Lou S. Posted September 21, 2009 Posted September 21, 2009 ... it suggested that he would have to accept some significant responsibility ... The plan sponsor will have significant responsibility, no matter what. It's his plan. I find it surprising that anyone would recommend against a DL filing. BTW, JFriedman, you stated that this dentist is your client. It may not be relevant to anyone reading here, but your post does not identify the nature of that relationship, and some responses may have assumed a particular relationship. Attorney, accountant, investment advisor, bookie, real estate agent, etc? (Not being nosy, just a comment.) We advise all of our clients to get a DL upon Plan termination, especially in light of the many required snap on amendments in recent years. That said I do explain to them that it is an expensive and lengthy process and is very a kin to "document insurance". That is you get the letter and the IRS is giving its blessing to the form of your documnet. The general rule of thumb I tell my clients when they as what would I do if it was my Plan is, I would sumbit if any one participant has a balance of $500K or more or if the Plan assets as a whole exceed $1M. I'd would also always request a letter if it was a plan with any non-vanilla options. If the assets are small though, I'm not sure the cost of submission out wieghs the benefit. More and more the DL process is becoming a voluntary audit as someelse noted. Years ago our DL apps would be aproved with just 1 or 2 minor questions and sometimes without even that.
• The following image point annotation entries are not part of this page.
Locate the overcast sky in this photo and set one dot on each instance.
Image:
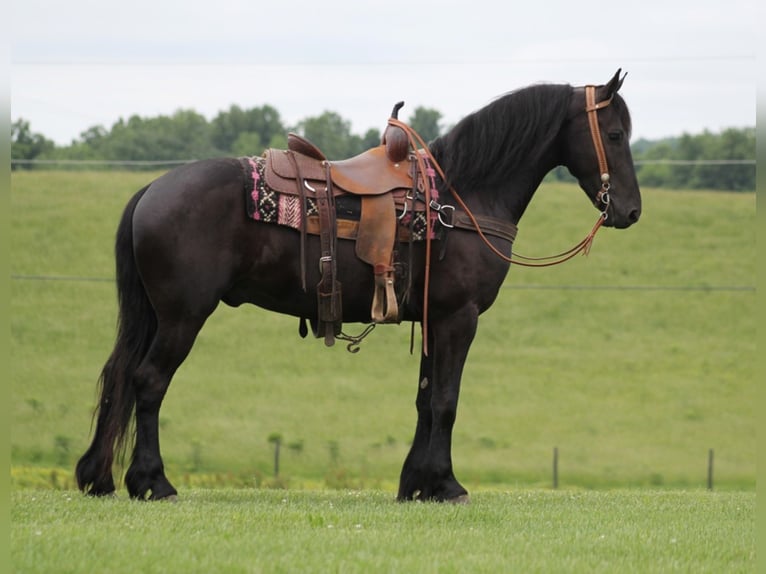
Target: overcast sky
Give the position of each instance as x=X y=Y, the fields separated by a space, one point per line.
x=80 y=63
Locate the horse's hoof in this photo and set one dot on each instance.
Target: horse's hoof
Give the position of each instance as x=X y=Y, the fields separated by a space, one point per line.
x=462 y=499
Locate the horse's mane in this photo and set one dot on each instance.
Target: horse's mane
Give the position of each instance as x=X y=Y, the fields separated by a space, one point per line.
x=487 y=145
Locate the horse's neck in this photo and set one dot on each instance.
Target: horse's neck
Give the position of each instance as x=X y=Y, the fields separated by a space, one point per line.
x=509 y=199
x=509 y=195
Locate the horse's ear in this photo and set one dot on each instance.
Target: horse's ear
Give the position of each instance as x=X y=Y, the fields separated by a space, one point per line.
x=615 y=83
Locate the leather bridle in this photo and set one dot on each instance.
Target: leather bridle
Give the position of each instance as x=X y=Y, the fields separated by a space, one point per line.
x=591 y=108
x=602 y=197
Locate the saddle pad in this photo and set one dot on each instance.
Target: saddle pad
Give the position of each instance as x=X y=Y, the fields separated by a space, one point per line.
x=267 y=205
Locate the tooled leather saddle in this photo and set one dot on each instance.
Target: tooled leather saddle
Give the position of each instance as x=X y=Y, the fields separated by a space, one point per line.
x=385 y=178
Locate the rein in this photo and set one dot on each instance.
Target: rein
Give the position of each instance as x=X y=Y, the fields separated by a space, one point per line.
x=602 y=197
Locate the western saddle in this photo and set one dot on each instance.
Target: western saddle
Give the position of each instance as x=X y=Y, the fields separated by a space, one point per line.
x=383 y=178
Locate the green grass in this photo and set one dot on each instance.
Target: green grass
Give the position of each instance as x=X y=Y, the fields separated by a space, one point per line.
x=365 y=531
x=632 y=385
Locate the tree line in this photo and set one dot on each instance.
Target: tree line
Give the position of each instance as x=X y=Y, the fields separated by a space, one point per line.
x=718 y=161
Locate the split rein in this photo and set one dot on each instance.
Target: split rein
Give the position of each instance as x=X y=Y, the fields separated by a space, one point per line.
x=602 y=197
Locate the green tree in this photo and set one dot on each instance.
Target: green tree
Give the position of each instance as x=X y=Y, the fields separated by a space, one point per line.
x=331 y=134
x=227 y=127
x=26 y=145
x=425 y=121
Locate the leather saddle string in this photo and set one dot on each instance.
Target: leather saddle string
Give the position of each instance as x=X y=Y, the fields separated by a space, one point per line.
x=302 y=198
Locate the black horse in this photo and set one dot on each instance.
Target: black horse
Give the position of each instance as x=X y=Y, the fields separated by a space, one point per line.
x=185 y=243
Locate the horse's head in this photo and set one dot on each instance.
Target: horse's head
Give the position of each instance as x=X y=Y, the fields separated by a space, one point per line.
x=597 y=151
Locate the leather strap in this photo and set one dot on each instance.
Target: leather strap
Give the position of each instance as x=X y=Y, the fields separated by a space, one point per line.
x=302 y=195
x=329 y=313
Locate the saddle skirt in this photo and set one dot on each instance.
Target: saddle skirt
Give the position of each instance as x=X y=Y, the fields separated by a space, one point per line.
x=376 y=203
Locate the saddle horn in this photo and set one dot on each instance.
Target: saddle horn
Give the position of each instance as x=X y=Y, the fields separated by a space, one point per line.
x=396 y=141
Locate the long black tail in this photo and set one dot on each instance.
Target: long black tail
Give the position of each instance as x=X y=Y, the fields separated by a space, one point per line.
x=137 y=325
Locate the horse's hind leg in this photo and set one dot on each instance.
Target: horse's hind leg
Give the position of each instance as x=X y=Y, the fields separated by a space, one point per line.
x=170 y=347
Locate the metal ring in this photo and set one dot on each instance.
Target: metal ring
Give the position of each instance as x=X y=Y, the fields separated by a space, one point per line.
x=441 y=210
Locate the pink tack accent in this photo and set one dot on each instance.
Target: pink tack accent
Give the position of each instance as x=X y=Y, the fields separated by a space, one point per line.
x=254 y=194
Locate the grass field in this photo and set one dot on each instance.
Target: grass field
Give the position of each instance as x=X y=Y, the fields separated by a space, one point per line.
x=634 y=362
x=365 y=531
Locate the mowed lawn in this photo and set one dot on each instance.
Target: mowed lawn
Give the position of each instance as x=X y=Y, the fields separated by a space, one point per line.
x=634 y=362
x=223 y=530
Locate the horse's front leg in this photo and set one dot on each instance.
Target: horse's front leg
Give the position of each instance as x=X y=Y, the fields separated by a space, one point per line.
x=427 y=472
x=413 y=471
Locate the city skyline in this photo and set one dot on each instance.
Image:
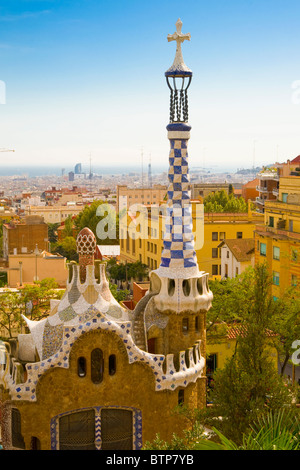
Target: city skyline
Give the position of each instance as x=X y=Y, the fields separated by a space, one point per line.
x=87 y=78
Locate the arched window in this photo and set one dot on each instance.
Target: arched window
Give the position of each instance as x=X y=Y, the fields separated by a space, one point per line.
x=16 y=434
x=185 y=325
x=35 y=443
x=112 y=366
x=97 y=366
x=81 y=366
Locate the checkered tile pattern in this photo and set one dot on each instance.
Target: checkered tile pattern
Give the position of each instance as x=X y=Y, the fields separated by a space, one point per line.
x=178 y=241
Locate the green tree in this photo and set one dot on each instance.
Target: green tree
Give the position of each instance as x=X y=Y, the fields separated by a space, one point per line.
x=31 y=301
x=10 y=312
x=68 y=227
x=35 y=299
x=249 y=383
x=277 y=430
x=223 y=202
x=286 y=324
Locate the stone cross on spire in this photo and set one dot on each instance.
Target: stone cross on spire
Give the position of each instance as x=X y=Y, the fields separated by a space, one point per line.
x=178 y=64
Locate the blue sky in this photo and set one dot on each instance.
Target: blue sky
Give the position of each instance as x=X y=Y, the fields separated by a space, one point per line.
x=87 y=77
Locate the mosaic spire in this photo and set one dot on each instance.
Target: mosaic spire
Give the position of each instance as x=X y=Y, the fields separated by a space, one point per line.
x=178 y=259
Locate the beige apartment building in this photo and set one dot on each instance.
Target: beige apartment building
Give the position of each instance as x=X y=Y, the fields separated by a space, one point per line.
x=54 y=214
x=216 y=228
x=126 y=197
x=25 y=236
x=201 y=190
x=27 y=268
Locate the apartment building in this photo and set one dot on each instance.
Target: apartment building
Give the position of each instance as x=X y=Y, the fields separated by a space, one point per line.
x=127 y=197
x=25 y=236
x=216 y=227
x=278 y=241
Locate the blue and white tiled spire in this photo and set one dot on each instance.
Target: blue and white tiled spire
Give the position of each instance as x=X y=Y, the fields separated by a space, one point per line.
x=178 y=259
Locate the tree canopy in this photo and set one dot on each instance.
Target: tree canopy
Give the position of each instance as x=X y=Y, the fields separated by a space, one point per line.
x=223 y=202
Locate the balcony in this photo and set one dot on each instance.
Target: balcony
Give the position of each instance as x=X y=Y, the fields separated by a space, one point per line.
x=259 y=200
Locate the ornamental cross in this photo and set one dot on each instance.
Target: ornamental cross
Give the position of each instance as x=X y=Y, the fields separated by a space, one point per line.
x=179 y=37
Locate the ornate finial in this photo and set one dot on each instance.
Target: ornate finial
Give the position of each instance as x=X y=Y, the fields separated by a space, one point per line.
x=178 y=78
x=179 y=67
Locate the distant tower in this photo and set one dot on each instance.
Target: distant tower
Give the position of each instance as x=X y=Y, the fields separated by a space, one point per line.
x=149 y=175
x=77 y=169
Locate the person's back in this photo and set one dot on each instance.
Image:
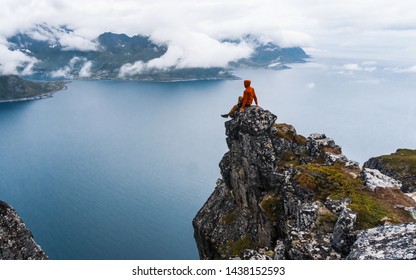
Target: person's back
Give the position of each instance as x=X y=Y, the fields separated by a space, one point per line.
x=249 y=95
x=246 y=100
These days we often get a list of 15 to 20 questions they want answered at least half of which we have to point out were inculded and labled in the origial submission package and others that we usually only see upon Plan audit.
K2retire Posted September 21, 2009 Posted September 21, 2009 I have worked for 2 TPA firms. One of them (the only one of the two that offered DB plans) REQUIRED all of their clients to get a D letter for their terminations. The other (which offers only prototype 401(k) plans) strongly discourages it. It is unquestionably very expensive and time consuming. Whether it is worth the time and money depends on the circumstances. Is there anything aggresive about any of the actuarial assumptions or the benefit formula? If the plan were selected for a random audit, what might be uncovered? In case of random audit, would the employer be able to correct and defects that might be uncovered? Could that change over the next few years? Is the plan terminating because the dentist is ready to retire? Can he afford to wait a years or so for the d-letter before taking any distributions? Has he asked his CPA's opinion?